Synopses & Reviews
Psychiatrist Dr. Gordon Livingston, who began his medical career serving as a physician in the Vietnam War, has spent the past thirty years "listening to other people's most intimate secrets and troubles." He has also endured his own fair share of loss and sorrow-losing two of his sons, one to leukemia, another to suicide. Over many years, Livingston has come to recognize 30 truths that we all need to learn before it's too late. Some of these truths are that we are what we do; any relationship is under the control of the person who cares the least; control is a popular illusion; forgiveness is a form of letting go, the statute of limitations has expired on most of our childhood traumas. With clear-headed, beautifully crafted prose, Livingston deploys his acutely sensitive heart and brilliant mind, underscoring the commonalities that course through every individual human life.
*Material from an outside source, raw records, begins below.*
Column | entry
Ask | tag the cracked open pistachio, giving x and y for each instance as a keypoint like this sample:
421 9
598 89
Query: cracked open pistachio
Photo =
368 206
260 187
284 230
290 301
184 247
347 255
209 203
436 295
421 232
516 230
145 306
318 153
For everyone who feels a sense of urgency about improving his or her life and is looking for wise advice on how to comprehend and navigate an increasingly complex, unsettled world, Too Soon Old, Too Late Smart will elicit laughter, tears, and a newly focused appreciation for the precious and perilous gift of life.
Review
"[Gordon Livingston's] life has been touched by fire, and his motives are absolutely pure." Mark Helprin, author of A Soldier of the Great War and Winter's Tale
Synopsis
After service in Vietnam as a surgeon in 1968-69, Dr. Gordon Livingston returned to the U.S. and began work as a psychiatrist. In that capacity, he has listened to people talk about their lives and the limitless ways that they have found to be unhappy. He is also a parent twice bereaved. In one thirteen-month period, he lost his eldest son to suicide, his youngest to leukemia. Out of a lifetime of experience, Livingston has extracted thirty bedrock truths: We are what we do. Any relationship is under the control of the person who cares the least. The perfect is the enemy of the good. Only bad things happen quickly. Forgiveness is a form of letting go, but they are not the same thing. The statute of limitations has expired on most of our childhood traumas. Livingston illuminates these and twenty-four others in perfectly calibrated essays, many of which emphasize our closest relationships and the things that we do to impede or enhance them. These writings underscore that "we are what we do," and that while there may be no escaping who we are, we have the capacity to face loss, misfortune, and regret, and to move beyond them.
About the Author
Livingston is a graduate of West Point and the Johns Hopkins School of Medicine. He has been a physician since 1967.